In August 2013, five years shy of her retirement, Bernadette Wambayi chanced upon an advert inviting people for a two-day workshop in Kisumu on poultry farming. The advert whetted her appetite for farming and the following day, she attended it. By the time it was over, she had made up her mind that she’d keep poultry.
She shared the idea with her husband, Norman Owate Wambayi, who supported her in the venture.
They spent that weekend making a poultry house which cost them Sh40,000. “We bought 100 day-old improved Kienyeji chicks at Sh100 each and stocked the poultry house,” said Bernadette.
However, two weeks later, all the chicks died after being infected with a strange disease that caused their eyes to swell.
“I cried when I went to feed my chicks and found all of them dead. It was the lowest moment in my life as all the money I had invested in the venture had gone to waste. My husband encouraged me and told me not to give up,” said Ms Bernadette.
A month later, she attended another workshop organised by the Kenya Agricultural Livestock and Research Organisation (Kalro), Kakamega Non Ruminant Centre where her journey to being a poultry farmer began to take shape.

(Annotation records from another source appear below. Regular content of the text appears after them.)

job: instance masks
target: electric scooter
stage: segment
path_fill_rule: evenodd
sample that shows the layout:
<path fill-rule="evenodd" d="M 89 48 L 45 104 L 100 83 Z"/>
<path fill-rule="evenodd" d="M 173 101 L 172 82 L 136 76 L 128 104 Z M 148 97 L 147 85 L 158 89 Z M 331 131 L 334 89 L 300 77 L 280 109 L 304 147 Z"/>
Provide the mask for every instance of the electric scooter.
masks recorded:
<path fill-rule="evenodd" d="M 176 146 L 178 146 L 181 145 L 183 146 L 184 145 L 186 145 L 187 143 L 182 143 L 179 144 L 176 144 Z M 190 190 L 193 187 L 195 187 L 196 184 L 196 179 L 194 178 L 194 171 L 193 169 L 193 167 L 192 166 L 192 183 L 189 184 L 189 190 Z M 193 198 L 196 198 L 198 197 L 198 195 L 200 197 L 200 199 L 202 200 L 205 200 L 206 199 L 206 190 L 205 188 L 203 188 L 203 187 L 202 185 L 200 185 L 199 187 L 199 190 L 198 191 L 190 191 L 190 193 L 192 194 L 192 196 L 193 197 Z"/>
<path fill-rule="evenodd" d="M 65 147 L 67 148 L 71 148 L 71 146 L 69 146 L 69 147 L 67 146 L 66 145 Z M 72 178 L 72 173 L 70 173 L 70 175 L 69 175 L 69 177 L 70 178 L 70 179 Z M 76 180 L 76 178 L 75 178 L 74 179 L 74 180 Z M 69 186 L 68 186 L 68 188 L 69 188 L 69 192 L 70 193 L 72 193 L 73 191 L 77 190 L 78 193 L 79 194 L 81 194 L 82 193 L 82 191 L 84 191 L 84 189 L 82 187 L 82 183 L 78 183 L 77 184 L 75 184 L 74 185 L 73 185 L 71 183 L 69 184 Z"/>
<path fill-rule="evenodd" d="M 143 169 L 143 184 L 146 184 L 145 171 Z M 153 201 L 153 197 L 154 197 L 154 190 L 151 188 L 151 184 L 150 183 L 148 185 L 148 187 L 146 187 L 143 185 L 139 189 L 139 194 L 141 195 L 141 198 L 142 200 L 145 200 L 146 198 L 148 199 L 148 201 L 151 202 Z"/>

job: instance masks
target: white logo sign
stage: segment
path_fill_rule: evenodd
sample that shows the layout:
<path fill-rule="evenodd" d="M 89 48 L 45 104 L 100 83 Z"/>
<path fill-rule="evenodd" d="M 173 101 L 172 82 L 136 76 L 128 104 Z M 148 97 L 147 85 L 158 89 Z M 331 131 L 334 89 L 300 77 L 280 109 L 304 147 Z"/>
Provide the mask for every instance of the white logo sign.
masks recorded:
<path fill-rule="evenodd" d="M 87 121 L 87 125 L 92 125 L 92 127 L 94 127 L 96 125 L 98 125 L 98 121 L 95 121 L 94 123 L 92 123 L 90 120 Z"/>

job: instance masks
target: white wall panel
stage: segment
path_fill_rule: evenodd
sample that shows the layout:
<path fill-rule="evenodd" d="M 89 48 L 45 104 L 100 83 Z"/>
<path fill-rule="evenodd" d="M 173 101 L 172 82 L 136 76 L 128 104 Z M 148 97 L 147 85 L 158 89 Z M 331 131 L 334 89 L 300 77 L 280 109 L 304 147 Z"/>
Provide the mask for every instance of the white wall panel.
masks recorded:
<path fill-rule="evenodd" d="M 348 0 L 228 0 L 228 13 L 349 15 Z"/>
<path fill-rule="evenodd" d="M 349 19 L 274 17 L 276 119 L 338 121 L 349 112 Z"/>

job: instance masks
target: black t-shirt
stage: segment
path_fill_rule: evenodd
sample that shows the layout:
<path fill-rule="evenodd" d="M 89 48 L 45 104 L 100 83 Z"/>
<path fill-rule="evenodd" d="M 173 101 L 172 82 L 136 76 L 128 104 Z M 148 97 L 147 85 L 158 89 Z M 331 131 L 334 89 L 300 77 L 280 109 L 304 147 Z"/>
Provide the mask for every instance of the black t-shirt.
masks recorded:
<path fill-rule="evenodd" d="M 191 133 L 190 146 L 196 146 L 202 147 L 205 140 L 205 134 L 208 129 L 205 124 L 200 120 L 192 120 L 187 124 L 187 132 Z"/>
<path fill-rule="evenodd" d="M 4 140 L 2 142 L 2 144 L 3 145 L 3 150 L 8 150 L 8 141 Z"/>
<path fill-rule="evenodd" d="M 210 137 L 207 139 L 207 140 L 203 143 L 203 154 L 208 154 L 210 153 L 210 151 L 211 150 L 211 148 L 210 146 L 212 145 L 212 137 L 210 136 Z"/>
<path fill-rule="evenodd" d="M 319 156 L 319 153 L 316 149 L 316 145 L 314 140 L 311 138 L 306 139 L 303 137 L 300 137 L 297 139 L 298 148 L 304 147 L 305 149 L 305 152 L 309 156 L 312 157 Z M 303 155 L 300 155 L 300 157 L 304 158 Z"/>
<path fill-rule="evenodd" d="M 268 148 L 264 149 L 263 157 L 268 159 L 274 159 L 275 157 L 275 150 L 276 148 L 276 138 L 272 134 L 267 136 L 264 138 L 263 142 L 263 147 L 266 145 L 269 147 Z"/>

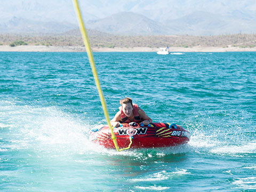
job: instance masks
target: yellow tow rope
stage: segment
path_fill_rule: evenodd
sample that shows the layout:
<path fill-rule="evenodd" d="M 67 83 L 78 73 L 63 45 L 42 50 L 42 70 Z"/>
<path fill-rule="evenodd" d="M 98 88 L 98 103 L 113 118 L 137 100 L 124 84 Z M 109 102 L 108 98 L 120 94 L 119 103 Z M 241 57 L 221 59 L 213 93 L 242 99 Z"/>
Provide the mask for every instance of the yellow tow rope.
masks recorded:
<path fill-rule="evenodd" d="M 117 144 L 117 141 L 116 141 L 116 137 L 114 133 L 113 127 L 111 125 L 110 121 L 109 119 L 109 116 L 108 115 L 108 109 L 107 108 L 107 105 L 106 103 L 105 99 L 104 98 L 104 95 L 103 95 L 103 92 L 100 87 L 100 81 L 98 77 L 98 73 L 96 70 L 96 67 L 95 66 L 94 60 L 93 59 L 93 55 L 92 54 L 92 52 L 90 46 L 89 40 L 88 36 L 87 35 L 86 31 L 85 30 L 85 27 L 84 27 L 84 22 L 83 21 L 83 19 L 82 18 L 81 12 L 80 11 L 80 9 L 79 7 L 78 2 L 77 0 L 74 0 L 74 5 L 75 6 L 75 9 L 76 10 L 76 14 L 77 16 L 77 20 L 79 23 L 79 26 L 80 27 L 80 30 L 81 31 L 82 36 L 83 37 L 83 40 L 84 41 L 84 46 L 86 50 L 87 54 L 89 59 L 90 64 L 91 65 L 91 68 L 92 69 L 92 74 L 93 74 L 93 77 L 94 77 L 94 81 L 96 83 L 96 86 L 98 89 L 98 91 L 99 92 L 99 95 L 100 95 L 100 100 L 101 101 L 101 105 L 102 106 L 103 110 L 104 111 L 104 114 L 105 115 L 106 119 L 108 122 L 108 125 L 109 126 L 110 131 L 111 139 L 113 140 L 114 144 L 116 147 L 117 151 L 121 151 L 123 150 L 130 149 L 131 145 L 132 143 L 132 138 L 130 138 L 130 145 L 128 147 L 119 149 L 118 145 Z"/>

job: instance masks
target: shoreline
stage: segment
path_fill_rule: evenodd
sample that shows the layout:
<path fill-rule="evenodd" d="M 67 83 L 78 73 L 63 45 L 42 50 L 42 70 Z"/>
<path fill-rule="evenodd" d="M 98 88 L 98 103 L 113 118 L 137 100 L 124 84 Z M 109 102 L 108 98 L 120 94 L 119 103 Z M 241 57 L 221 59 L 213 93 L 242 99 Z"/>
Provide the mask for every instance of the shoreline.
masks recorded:
<path fill-rule="evenodd" d="M 159 49 L 157 47 L 92 47 L 94 52 L 157 52 Z M 229 45 L 226 47 L 206 47 L 196 46 L 189 47 L 170 47 L 171 52 L 254 52 L 256 47 L 242 48 Z M 0 45 L 0 52 L 85 52 L 85 48 L 81 46 L 54 46 L 45 45 L 19 45 L 11 47 L 9 45 Z"/>

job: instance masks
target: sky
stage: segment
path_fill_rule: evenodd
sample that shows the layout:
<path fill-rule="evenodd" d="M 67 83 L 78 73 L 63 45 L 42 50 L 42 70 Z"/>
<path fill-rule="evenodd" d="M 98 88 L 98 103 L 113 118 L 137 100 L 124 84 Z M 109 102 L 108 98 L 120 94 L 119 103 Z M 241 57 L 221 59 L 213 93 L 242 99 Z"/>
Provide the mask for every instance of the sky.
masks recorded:
<path fill-rule="evenodd" d="M 16 17 L 46 21 L 76 22 L 72 0 L 1 1 L 0 17 L 2 21 Z M 230 15 L 235 12 L 239 12 L 243 17 L 247 14 L 256 18 L 255 0 L 80 0 L 78 2 L 85 20 L 103 18 L 122 11 L 141 14 L 155 20 L 166 18 L 178 19 L 195 11 Z"/>

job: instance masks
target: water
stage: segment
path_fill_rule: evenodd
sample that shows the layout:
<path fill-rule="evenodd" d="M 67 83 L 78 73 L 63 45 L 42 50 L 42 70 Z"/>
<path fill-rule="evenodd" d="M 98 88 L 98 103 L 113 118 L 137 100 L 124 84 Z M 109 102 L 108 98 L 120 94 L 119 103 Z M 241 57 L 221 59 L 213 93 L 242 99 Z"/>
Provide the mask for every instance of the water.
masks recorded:
<path fill-rule="evenodd" d="M 121 153 L 84 53 L 0 52 L 1 191 L 256 191 L 256 53 L 95 53 L 112 118 L 125 97 L 190 141 Z"/>

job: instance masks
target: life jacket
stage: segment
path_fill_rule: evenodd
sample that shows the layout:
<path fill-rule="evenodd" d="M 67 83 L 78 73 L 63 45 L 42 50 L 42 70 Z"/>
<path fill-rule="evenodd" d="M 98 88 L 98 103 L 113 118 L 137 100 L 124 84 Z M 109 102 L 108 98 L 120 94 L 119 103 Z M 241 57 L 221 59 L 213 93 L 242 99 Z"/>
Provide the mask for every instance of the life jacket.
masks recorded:
<path fill-rule="evenodd" d="M 123 111 L 123 110 L 122 110 L 122 106 L 119 107 L 119 109 L 121 111 L 121 119 L 122 119 L 122 121 L 121 121 L 120 123 L 129 123 L 132 122 L 133 122 L 138 123 L 141 122 L 142 120 L 140 118 L 140 115 L 139 115 L 139 113 L 138 113 L 138 110 L 140 108 L 139 107 L 137 104 L 134 103 L 134 104 L 133 104 L 132 106 L 133 108 L 132 111 L 133 113 L 133 115 L 134 116 L 134 117 L 133 118 L 133 119 L 132 121 L 130 120 L 128 118 L 128 117 L 125 115 L 124 111 Z"/>

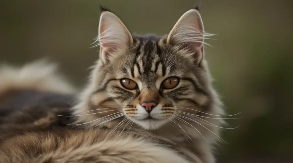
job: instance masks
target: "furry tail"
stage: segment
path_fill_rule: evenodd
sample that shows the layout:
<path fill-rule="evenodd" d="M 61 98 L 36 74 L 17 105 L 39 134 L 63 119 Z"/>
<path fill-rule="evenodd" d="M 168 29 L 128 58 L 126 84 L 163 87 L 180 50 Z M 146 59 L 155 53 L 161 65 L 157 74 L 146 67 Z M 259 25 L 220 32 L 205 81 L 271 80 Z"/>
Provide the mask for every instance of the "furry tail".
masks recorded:
<path fill-rule="evenodd" d="M 10 91 L 30 90 L 71 93 L 75 89 L 56 73 L 57 65 L 45 60 L 16 67 L 0 65 L 0 96 Z"/>

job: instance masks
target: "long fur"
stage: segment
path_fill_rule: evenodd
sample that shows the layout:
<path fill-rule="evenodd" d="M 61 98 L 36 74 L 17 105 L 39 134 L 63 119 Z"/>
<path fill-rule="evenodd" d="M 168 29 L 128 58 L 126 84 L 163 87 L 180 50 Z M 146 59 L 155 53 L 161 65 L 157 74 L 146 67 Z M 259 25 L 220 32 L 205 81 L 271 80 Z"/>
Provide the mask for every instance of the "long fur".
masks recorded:
<path fill-rule="evenodd" d="M 0 146 L 1 162 L 191 162 L 155 140 L 97 131 L 61 130 L 9 139 Z"/>
<path fill-rule="evenodd" d="M 11 90 L 31 89 L 61 93 L 73 93 L 76 89 L 57 72 L 56 64 L 45 60 L 21 67 L 0 65 L 0 96 Z"/>
<path fill-rule="evenodd" d="M 0 142 L 0 161 L 44 163 L 214 162 L 214 148 L 222 139 L 218 134 L 224 123 L 221 117 L 224 112 L 217 94 L 212 86 L 205 60 L 199 60 L 197 63 L 200 64 L 195 64 L 194 60 L 197 58 L 191 55 L 196 53 L 203 58 L 201 48 L 204 44 L 203 39 L 209 35 L 204 34 L 203 26 L 200 26 L 202 22 L 198 11 L 192 9 L 186 12 L 167 38 L 130 36 L 113 14 L 104 11 L 102 15 L 98 38 L 102 40 L 99 41 L 102 57 L 93 70 L 89 83 L 81 94 L 77 104 L 71 108 L 73 115 L 59 115 L 74 119 L 74 123 L 70 124 L 76 129 L 58 128 L 23 133 L 8 139 Z M 196 23 L 191 26 L 188 23 L 190 22 Z M 105 26 L 104 28 L 103 23 Z M 110 28 L 107 29 L 107 25 Z M 125 31 L 126 33 L 121 33 Z M 187 37 L 183 38 L 184 34 Z M 186 50 L 182 48 L 180 44 L 189 47 L 191 45 L 194 48 Z M 113 47 L 109 45 L 114 45 L 114 48 L 124 49 L 121 47 L 125 46 L 127 50 L 113 51 L 109 49 Z M 195 50 L 196 50 L 192 51 Z M 116 54 L 115 59 L 108 59 L 110 53 Z M 150 57 L 145 58 L 146 56 Z M 166 63 L 160 59 L 164 59 L 166 61 Z M 72 87 L 68 82 L 55 76 L 54 66 L 43 66 L 43 64 L 28 65 L 20 69 L 2 68 L 0 77 L 2 75 L 7 79 L 0 81 L 3 83 L 0 84 L 0 96 L 13 88 L 59 93 L 73 92 Z M 163 65 L 165 65 L 166 70 Z M 148 67 L 150 65 L 151 68 Z M 175 72 L 173 74 L 170 72 L 172 67 Z M 154 84 L 153 82 L 156 80 L 154 79 L 157 74 L 156 72 L 149 72 L 152 69 L 159 70 L 160 74 L 166 73 L 166 76 L 161 77 L 162 81 L 170 74 L 178 75 L 180 78 L 181 87 L 179 88 L 181 89 L 175 89 L 177 91 L 173 92 L 177 93 L 173 96 L 169 94 L 168 101 L 163 96 L 159 97 L 161 101 L 159 104 L 162 106 L 157 113 L 163 114 L 166 119 L 161 123 L 151 120 L 142 122 L 153 122 L 148 127 L 135 122 L 136 119 L 129 115 L 145 113 L 142 111 L 145 111 L 142 107 L 135 106 L 140 106 L 139 100 L 143 98 L 152 100 L 153 94 L 159 93 L 157 89 L 154 89 L 155 91 L 145 89 L 138 95 L 138 98 L 134 98 L 136 91 L 125 90 L 117 79 L 125 77 L 122 75 L 131 74 L 133 70 L 134 76 L 137 78 L 141 75 L 139 82 Z M 142 72 L 146 73 L 140 74 Z M 145 74 L 148 76 L 144 76 Z M 54 77 L 52 78 L 52 75 Z M 159 87 L 162 81 L 159 81 Z M 185 89 L 182 86 L 184 86 Z M 156 88 L 154 85 L 152 86 Z M 165 91 L 166 97 L 168 92 Z M 177 102 L 170 100 L 174 95 L 183 100 Z M 62 102 L 59 101 L 59 105 L 54 105 L 57 110 Z M 174 104 L 181 107 L 176 107 Z M 184 106 L 188 105 L 191 105 L 190 108 L 182 107 L 188 107 Z M 138 114 L 139 109 L 140 112 Z M 180 112 L 185 114 L 178 113 Z M 185 115 L 186 115 L 189 116 Z M 155 127 L 151 126 L 152 125 Z"/>

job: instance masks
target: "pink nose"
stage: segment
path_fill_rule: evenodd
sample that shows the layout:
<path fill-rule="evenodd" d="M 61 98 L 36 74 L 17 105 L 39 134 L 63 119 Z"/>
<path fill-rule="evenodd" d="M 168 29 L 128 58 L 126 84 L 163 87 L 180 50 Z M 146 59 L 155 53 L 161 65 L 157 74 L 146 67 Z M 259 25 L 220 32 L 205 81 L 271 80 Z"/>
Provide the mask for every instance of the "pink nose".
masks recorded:
<path fill-rule="evenodd" d="M 153 108 L 157 104 L 154 103 L 144 103 L 142 104 L 141 105 L 142 106 L 144 107 L 146 111 L 149 113 L 151 111 Z"/>

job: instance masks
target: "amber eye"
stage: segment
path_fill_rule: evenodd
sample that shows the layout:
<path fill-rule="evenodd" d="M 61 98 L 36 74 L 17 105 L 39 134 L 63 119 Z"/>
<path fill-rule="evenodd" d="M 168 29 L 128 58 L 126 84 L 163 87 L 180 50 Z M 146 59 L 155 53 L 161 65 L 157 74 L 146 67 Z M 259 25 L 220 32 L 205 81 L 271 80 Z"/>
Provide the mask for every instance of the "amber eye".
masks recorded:
<path fill-rule="evenodd" d="M 174 88 L 179 83 L 179 78 L 176 77 L 170 77 L 165 79 L 162 83 L 163 88 L 165 89 Z"/>
<path fill-rule="evenodd" d="M 121 85 L 128 89 L 134 89 L 137 88 L 137 84 L 134 81 L 128 79 L 122 79 L 120 81 Z"/>

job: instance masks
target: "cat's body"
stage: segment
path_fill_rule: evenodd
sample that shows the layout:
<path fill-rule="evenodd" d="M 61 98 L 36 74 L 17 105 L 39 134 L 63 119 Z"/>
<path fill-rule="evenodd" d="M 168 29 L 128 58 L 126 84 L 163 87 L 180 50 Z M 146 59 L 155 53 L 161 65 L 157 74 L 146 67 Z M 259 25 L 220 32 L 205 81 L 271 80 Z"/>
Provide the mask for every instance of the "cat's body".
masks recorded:
<path fill-rule="evenodd" d="M 99 28 L 100 59 L 68 117 L 76 127 L 5 140 L 0 161 L 214 162 L 224 113 L 198 11 L 186 12 L 165 37 L 132 35 L 107 11 Z"/>

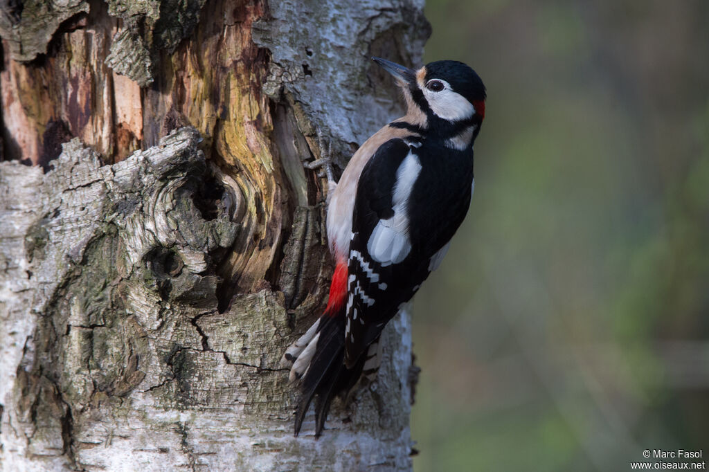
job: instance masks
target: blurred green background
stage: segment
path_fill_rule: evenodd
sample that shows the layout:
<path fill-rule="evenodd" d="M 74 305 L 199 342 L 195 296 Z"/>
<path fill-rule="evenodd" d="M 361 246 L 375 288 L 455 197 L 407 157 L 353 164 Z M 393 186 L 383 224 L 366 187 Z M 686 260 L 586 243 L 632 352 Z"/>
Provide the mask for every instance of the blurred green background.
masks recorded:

Remaining true to lessons given at Kalro, Bernadette ordered another 100 chicks from KenChic, administered Marek’s vaccine when the chicks were a day old followed by Newcastle vaccine after seven days then gumboro vaccine after two weeks. At day 21, she re-administered the Newcastle vaccine and day 28 she gave them gumboro vaccine and after two months she administered fowl typhoid vaccine.
On feeding, for the first 14 days, she fed the chicks on chick starter since it is rich in proteins and vitamins, saying chick starter also helps them grow faster.
“They fed on chick mash until they were two months old and changed to growers’ mash for three months when she started seeing the first eggs. Now that I was not interested in eggs, I sold them for meat at Sh700,” she said.
Fredrick Ekesa, 38, said they also give their birds sukuma wiki, amaranth, pumpkin leaves and seeds or ripe paw paws, for the different vitamins and minerals they offer. “Paw paw is a remedy for coccidiosis (loss of appetite) among the birds. We also give the aloevera solution which helps in controlling frequent outbreak of diseases,” he said.
When the chicks were between 1 and 7 days, she gave them liquid paraffin (not kerosene) as it helps in clearing and softening the digestive system in preparation for feed ingestion.
“Liquid paraffin prevents constipation which can lead to deaths in small chicks since they are not used to digesting solids. The paraffin is mixed with water and then spread to form a thin film, and the chicks consume it together with water,” said Bernadette.
Normani told Smart Harvest that after realising that by following the guidelines they were given at Kalro they recorded zero deaths, they restocked their farm with 600 day chicks.
“Only 10 chicks of the 600 died. We sold the remaining 590 at maturity in early 2014 and made Sh413,000.”
“This is where we got the capital we used to buy three dairy cows that have multiplied to 15 in the last five years,” said Normani.
Bernadette said they purchased more birds and in December 2016, they had 3,000 birds at their farm, adding that they used the proceeds from poultry to expand their house and constructed rental houses.
They now have 6,000 birds which are sold to leading hotels in Kakamega, Bungoma and Kisumu and during ceremonies like funerals and weddings as meat.
“We normally mix the waste from birds with cow dung to generate biogas which we use for cooking. Since 2010, we have never refilled the gas cylinders because we have free biogas at our farm,” said Wambayi.
The slurry from the biogas is used as manure for planting crops at their farm.